Refer to Tables 7 and 8 for the possible cooling and heating CFM selections.

Find the recommended system airflow for the unit model.

Set desired cooling airflow by moving the jumper on the “Cool” tap located on the CFM selection board as indicated in Tables 7, 8 and Figure 10.

Airflow may be increased by 10% by moving the “ADJ” jumper to “B”. Airflow may be decreased by 10% by moving the “ADJ” jumper to “C”.

NOTE: CFM indicator light flashes once for every 100 CFM (i.e., 12 flashes = 1200 CFM).

To Set Delay Profile:

Every unit has multiple cooling “blower off delay” profiles to optimize system performance and efficiency. Refer to Table 19 for the regional climate in your area. Place the “DELAY” jumper tap on the CFM selection board to the appropriate pin setting.

To Set Electric Heat CFM:

The airflow required for Electric Heat may be different than for cooling.

Refer to Table 10 for the minimum required CFM for the electric heater installed. Find the desired airflow in Tables 7 and 8. Set the “Heat” Jumper on the CFM selection board to tap shown.

Unitary Products Group

17

Page 17
Image 17
York R-410A dimensions Blower Speed Selection

R-410A specifications

York R-410A is a widely recognized and highly efficient refrigerant used in modern air conditioning systems. Developed as an environmentally friendly alternative to R-22, R-410A has gained popularity in the HVAC industry due to its numerous advantageous features and characteristics.

One of the main features of York R-410A is its ability to provide superior cooling performance. This refrigerant operates efficiently at both high and low temperatures, allowing systems using it to maintain optimal indoor climates even during extreme weather conditions. Its high energy efficiency ratio (EER) and seasonal energy efficiency ratio (SEER) ratings make it a preferred choice for energy-conscious consumers, resulting in lower energy bills and a reduced carbon footprint.

Technologically, York R-410A systems feature advanced compressor designs that enhance their overall reliability and performance. These compressors are often equipped with variable-speed technology, enabling them to adjust their output to match the cooling demands of the space. This not only improves comfort levels but also leads to efficient energy consumption, reducing wear and tear on the equipment over time.

Another significant characteristic of York R-410A is its non-ozone-depleting properties. Unlike its predecessor R-22, which is being phased out due to its damaging effects on the ozone layer, R-410A is designed to minimize environmental impact. Its lower global warming potential (GWP) further underscores its role in promoting sustainability within the HVAC sector.

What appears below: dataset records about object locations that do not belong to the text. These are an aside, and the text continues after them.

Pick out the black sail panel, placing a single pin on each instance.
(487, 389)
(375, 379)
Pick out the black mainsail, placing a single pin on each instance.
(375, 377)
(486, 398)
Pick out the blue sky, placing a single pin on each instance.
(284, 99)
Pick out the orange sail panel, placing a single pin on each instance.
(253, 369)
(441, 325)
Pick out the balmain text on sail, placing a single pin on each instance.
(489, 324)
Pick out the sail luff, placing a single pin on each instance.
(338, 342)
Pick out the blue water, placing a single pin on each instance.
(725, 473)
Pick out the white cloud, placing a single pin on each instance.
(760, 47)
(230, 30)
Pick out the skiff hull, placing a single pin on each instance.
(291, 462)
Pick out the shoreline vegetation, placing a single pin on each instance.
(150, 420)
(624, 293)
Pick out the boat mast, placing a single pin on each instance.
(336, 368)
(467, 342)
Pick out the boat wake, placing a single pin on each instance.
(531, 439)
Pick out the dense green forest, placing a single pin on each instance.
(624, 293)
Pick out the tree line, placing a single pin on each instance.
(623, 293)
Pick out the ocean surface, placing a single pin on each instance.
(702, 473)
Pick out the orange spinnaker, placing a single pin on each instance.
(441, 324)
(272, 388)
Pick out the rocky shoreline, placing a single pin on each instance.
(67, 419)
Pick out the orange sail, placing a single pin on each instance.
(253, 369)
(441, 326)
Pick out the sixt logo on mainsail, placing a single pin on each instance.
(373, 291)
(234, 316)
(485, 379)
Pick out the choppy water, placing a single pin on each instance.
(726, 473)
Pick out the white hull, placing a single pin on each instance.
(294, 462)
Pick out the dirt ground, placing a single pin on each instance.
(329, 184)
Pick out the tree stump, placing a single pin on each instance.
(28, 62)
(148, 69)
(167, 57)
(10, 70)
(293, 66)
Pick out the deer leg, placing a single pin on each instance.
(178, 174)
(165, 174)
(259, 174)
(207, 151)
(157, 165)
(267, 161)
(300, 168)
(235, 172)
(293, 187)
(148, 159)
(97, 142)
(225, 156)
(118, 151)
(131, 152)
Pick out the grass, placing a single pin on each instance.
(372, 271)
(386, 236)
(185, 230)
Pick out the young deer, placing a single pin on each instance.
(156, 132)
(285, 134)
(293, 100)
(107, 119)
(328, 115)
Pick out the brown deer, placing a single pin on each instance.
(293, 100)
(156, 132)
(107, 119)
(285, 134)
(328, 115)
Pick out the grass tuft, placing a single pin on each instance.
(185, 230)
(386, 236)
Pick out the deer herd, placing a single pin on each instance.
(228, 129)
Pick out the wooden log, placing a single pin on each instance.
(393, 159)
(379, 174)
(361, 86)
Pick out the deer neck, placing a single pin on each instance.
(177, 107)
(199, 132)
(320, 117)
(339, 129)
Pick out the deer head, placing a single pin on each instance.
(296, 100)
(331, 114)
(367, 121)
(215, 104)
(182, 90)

Furthermore, York R-410A systems are engineered with enhanced safety features. The refrigerant is non-toxic and non-flammable, which makes it safer for use in both residential and commercial applications. Additionally, its high thermal stability reduces the risk of breakdown or leakage, contributing to longer system lifespans and lower maintenance costs.

In conclusion, York R-410A stands out as a cutting-edge refrigerant that combines efficiency, safety, and environmental responsibility. With its advanced technologies and remarkable characteristics, it meets the demands of modern air conditioning requirements while paving the way for a sustainable future in HVAC systems. Adopting York R-410A not only benefits individual users through improved comfort and lower energy bills but also plays a vital role in protecting our planet's ozone layer and mitigating climate change.